Das ist die praktische Seite. Es gibt aber auch eine moralische Seite. Und die liegt aus meiner Sicht gerade nicht in der Frage, ob es „gut“ für die ganz kleinen Kinder ist, sie in eine professionelle Einrichtung zu schicken. Natürlich soll diese Frage gestellt werden – letztendlich werden aber nur die Eltern diesbezüglich eine Entscheidung treffen. Für die Menschen, die sich mit dem anthroposophische Erziehungsimpuls verbunden wissen, steht aber eine andere Frage an, nämlich: sind wir freudig bereit in das Schicksal der Kinder einzusteigen? Oder vielleicht besser: wollen wir unsere Handlungen durch die oben erwähnten Ahnungen inspirieren lassen? Und dazu kommt dann direkt die Frage: sind wir bereit uns auf ein Abenteuer einzulassen?

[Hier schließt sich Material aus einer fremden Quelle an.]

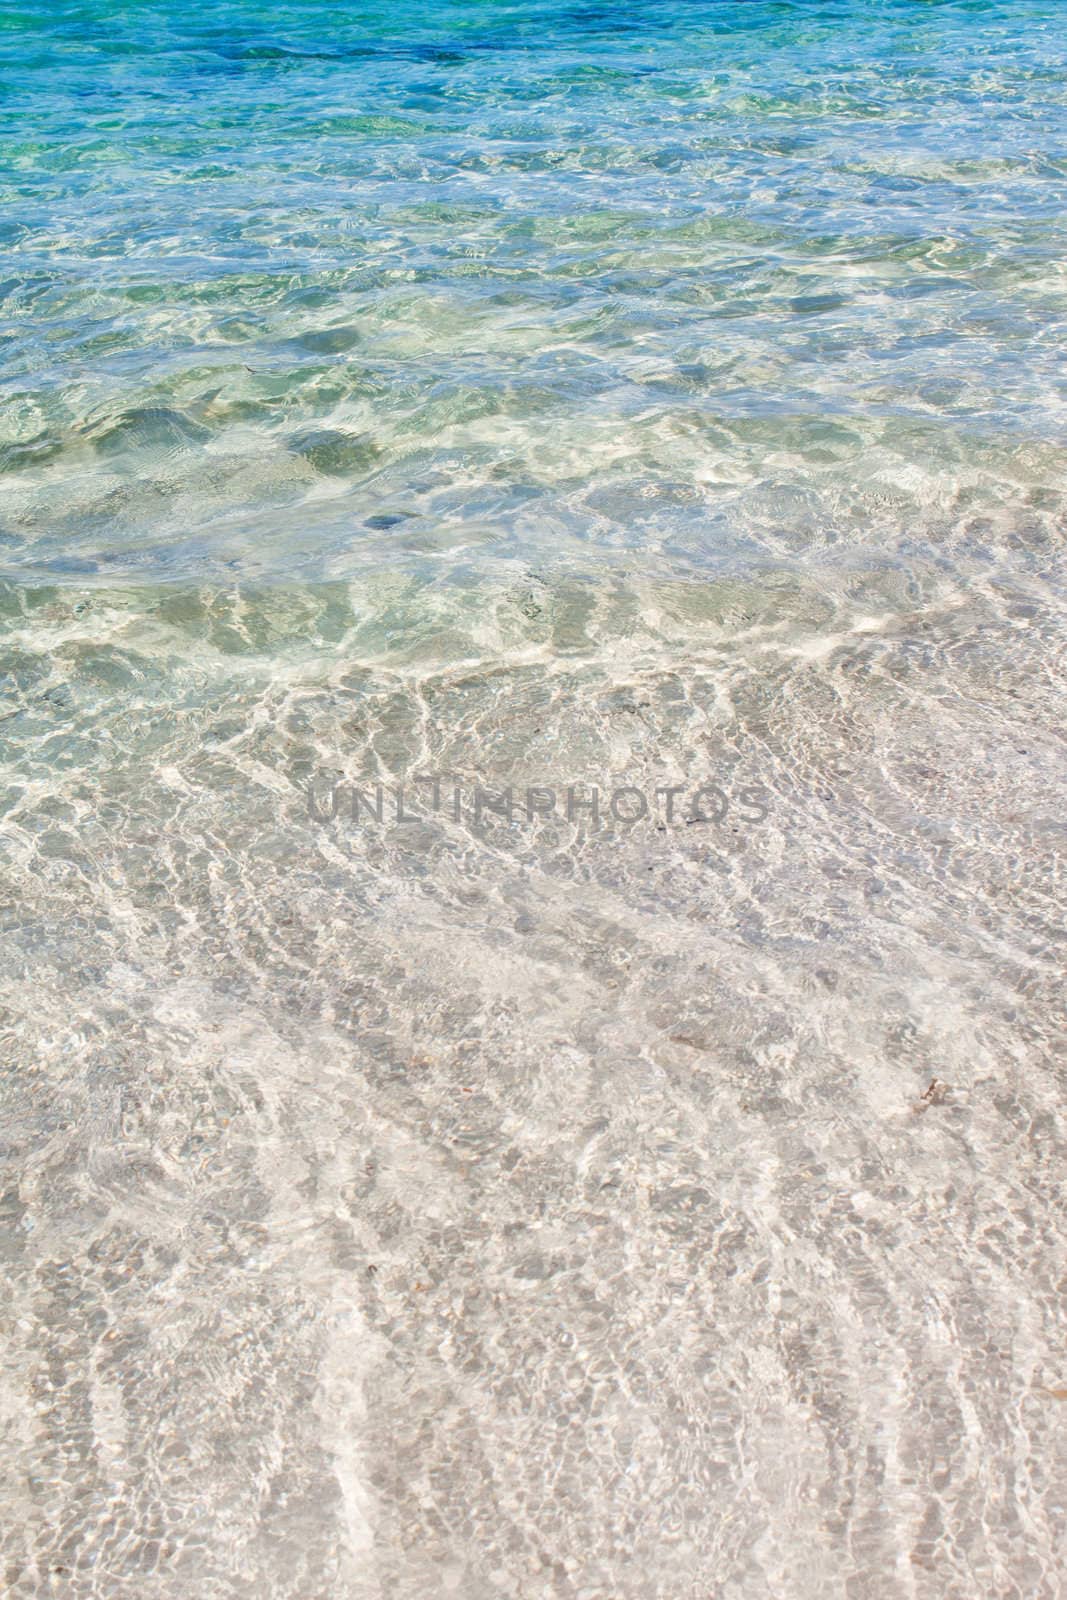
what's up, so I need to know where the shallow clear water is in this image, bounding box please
[1,2,1065,1596]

Wie sieht eine anthroposophisch-inspirierte Einrichtung für das Kleinkind aus? Über diese Frage werde ich das nächste Mal etwas schreiben. Für heute noch dies: Mir scheint es ein Fehler zu sein, diese Frage aus der Perspektive eines Kindergartens anzugehen. Das würde heißen, dass wir versuchen, von der Vergangenheit in die Zukunft hinein zu denken. Die Fortsetzung-nach-vorne ist keine Fortsetzung der Waldorferziehung nach vorne. Die Frage des Kleinkindes ist eine Frage des Kleinkindes-für-sich, eine Frage also, die aus dem Nichts beantwortet werden muss.